If the memory region specified by addr and len overlaps pages of any existing mapping(s), then the overlapped part of the existing mapping(s) will be discarded.

IDK if you can do anything useful with x86 segment registers when accessing emulated memory, to map guest address 0 to some other address in your process's virtual address space. You can map virtual address 0, but by default Linux disables it so that NULL-pointer dereferences don't silently work!

Users of your software will have to futz with sysctl (same as for WINE) to enable it:

# Ubuntu's /etc/sysctl.d/10-zeropage.conf
# Protect the zero page of memory from userspace mmap to prevent kernel
# NULL-dereference attacks against potential future kernel security
# vulnerabilities.  (Added in kernel 2.6.23.)
#
# While this default is built into the Ubuntu kernel, there is no way to
# restore the kernel default if the value is changed during runtime; for
# example via package removal (e.g. wine, dosemu).  Therefore, this value
# is reset to the secure default each time the sysctl values are loaded.
vm.mmap_min_addr = 65536

Like I said, you can maybe use a segment register override on all loads/stores into guest (emulated-machine) memory, to remap it to a more reasonable page. Or maybe just use a constant offset of 64kiB (or more, to maybe put it above the text/data/bss (heap) of the emulation software. Or a non-constant offset using a pointer to the base of your mmapped guest-memory region, so everything is relative to a global variable. With gcc, this might be a good candidate for requesting that gcc keep that global in a register across all your functions. IDK, you'd have to see if that helped perf or not. A constant offset would end up making every instruction accessing guest memory need a 32b displacement field in the addressing mode, rather than 0 or 8b.

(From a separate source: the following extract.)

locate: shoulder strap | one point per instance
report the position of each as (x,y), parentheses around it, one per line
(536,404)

A segment register, if it works the way I think it does (as a constant offset you can apply with a segment-override prefix, instead of a 32b displacement modifier) would be much harder to get the compiler to generate, AFAIK. If it was just loads/stores, that would be one thing: you could use an inline asm wrapper for a load and store insn. But for efficient x86 code, all kinds of ALU instructions should use memory operands to reduce frontend bottlenecks via micro-fusion.

You could maybe just define a global char *const guest_mem = (void*)0x2000000; or something, and then use mmap with MAP_FIXED to force mapping memory there? Then guest memory accesses can compile to more efficient one-register addresisng modes.